RPAIRs tags or manually annotated set combined with atom mapping data might be used to train an AI, I've never tried myself but I guess it will be tough work. If found, mapping kegg tags on your network might be a good start (even if not straightforward, but tools for converting identifier from different sources exists). If the coverage of kegg data on your reaction list is good enough, you can consider a compound not involved in at least one main transition as a side compound. To my opinion it is better to define side compounds in a context of a particular reaction, as for example ATP can be considered as "main" compound in reactions from the nucleotide biosynthesis pathway, despite being a side compound in most reaction.
I hope it answers your questions and the paper came out after your thesis, so no worry ;-)
Best wishes Fabien PS : this answer was mostly writen by Clément Frainay, PhD candidate in my group.
Hi Maria, Thanks for initiating discussion :-) There are several options to avoid side compounds but unfortunately no gold standard ...
- pre-difining a list of compounds that will be considered as side compounds (a bit like what you do) PROS : the most reliable since it is manual CONS : it is arbitrary and, you may want some flexibility since this definition is not obvious for some compounds (e.g. CoenzymeA...). Moreover, if you work on genome scale network it can be quite time consuming !!
- computing node degree of all compounds and removing automatically the highly connected compounds. The assumption is that metabolites involved in many reactions are more likely to be side compounds PROS : it is automatic CONS : it requires a threshold which is hard to define automatically. You may have highly connected compounds which are of interest (like glutamate)

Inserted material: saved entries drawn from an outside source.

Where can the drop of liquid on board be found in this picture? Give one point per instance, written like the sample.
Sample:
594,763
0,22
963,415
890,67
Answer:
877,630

- Using chemistry. You can use the chemical similarity (using fingerprints) to establish a connection between a given substrate and the product which is more likely to be connected to it. PROS : automatic and take chemistry into account CONS : you need to have the chemical structure (eg encoded in Inchi) for all substrates and products. Many models and database don't have them unfortunately...
To my mind, best (automatic) solution is the latest. But it requires that the modelling community makes the effort to add chemical information on metabolites.